You need to enable JavaScript to run this app.
New Connections Via Train?
Julia Dixon '16 Associate Editor and Caroline Coppinger '15 Senior Writer
January 28, 2015

RAILROAD UPDATE: The railroad tracks at the base of Pocumtuck Ridge will host more frequent and faster trains from this point forward. While increased public transportation will be a plus for the local community, there are risks as well. Soon trains will pass at 80 miles per hour—without stopping and without sounding a horn. For your safety, do not cross the tracks except at designated crossings. Care must be taken at designated crossings as well: the time between when warning lights flash and train arrival is less than 60 seconds.

Before winter break last December this announcement appeared on the Daily Bulletin alerting the community to the new higher-speed Amtrak line along 5 & 10—with quieter trains and less warning.

Director of Safety and Security David Gendron explained how “they welded all the tracks together so you won’t hear the clack.” The more seamless track eliminates the old-fashioned noise and allows for increased speed.

Greenfield’s John W. Olver Transit Center, at the corner of Federal and Olive Streets, first opened on May 7, 2014 and was formerly used as a bus stop. As of December 29, 2014, it now offers the Amtrak Vermonter, which runs from Washington D.C. to St. Albans, Vermont, with stops throughout Maryland, Delaware, Pennsylvania, New Jersey, New York, Connecticut, Massachusetts, New Hampshire and Vermont.

Northampton has also been added as a stop, and Holyoke will soon follow; meanwhile, service in Amherst has ceased. According to The Reporter’s Richie Davis, the first time the Vermonter saw action in Greenfield was 25 years ago.

The Connecticut River Line, the route that travels through Greenfield, was rebuilt with $73 million in federal American Recovery and Reinvestment Act money and $10 million in state funds, according to Wikipedia.

In an article in an early-December issue of The Recorder titled “Next stop: Commuter rail,” journalist Chad Cain notes that regional planners and city officials are foreseeing improvements such as, “boosting economic development, tourism, housing and job creation, while reducing traffic congestion and improving air quality,” following the railway’s opening.

In another Recorder article, Davis commented, “Vermonter could be first spike in path of new rail future— or not.” He reported that Pioneer Valley Regional Planning Commission Executive Director Timothy Brennan has highlighted the importance of the revived railway as “a way to reduce traffic congestion along I-91, cut traffic-caused air pollution and greenhouse gases, but also as a way of driving economic development and attracting to the region young workers.”
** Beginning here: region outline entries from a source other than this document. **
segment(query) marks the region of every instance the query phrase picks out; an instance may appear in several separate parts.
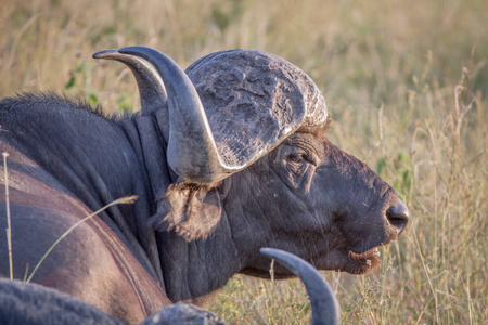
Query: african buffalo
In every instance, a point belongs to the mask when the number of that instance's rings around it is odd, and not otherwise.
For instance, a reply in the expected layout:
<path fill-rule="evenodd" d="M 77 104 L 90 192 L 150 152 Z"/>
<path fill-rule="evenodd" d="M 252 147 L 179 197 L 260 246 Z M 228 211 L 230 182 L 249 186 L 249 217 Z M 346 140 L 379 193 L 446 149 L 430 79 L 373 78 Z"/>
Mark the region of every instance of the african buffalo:
<path fill-rule="evenodd" d="M 0 101 L 15 278 L 74 223 L 128 195 L 133 205 L 69 233 L 33 282 L 138 323 L 171 301 L 205 300 L 237 272 L 269 277 L 260 247 L 360 274 L 404 229 L 398 194 L 329 142 L 322 94 L 285 60 L 222 51 L 184 74 L 149 48 L 94 57 L 131 68 L 140 114 L 108 118 L 54 94 Z M 3 237 L 0 260 L 9 276 Z"/>
<path fill-rule="evenodd" d="M 304 282 L 310 295 L 312 325 L 339 324 L 334 292 L 313 266 L 286 251 L 273 248 L 261 248 L 260 251 L 274 258 Z M 0 302 L 2 325 L 126 324 L 67 294 L 16 280 L 0 278 Z M 165 307 L 140 323 L 165 324 L 224 325 L 215 313 L 187 303 Z"/>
In any case, Mr. Gendron believes that the new rail service will also be a plus for the Deerfield community who will have greater access to other areas. The train to New York leaves Greenfield daily at 1:07 p.m. and arrives at Penn Station at 6:24 p.m. The New York train departs Penn Station at 11:30 a.m. on weekends (11:33 on weekdays), reaching Greenfield at 4:27 p.m.

Samantha Chai ’15, a native of Norwell, Massachusetts, commented, “This train service will convenience student travel for parents and will also be a much cheaper alternative to a car service. Otherwise, I don’t think these new stops will change how frequently students leave Deerfield because the trip home is still decently long.”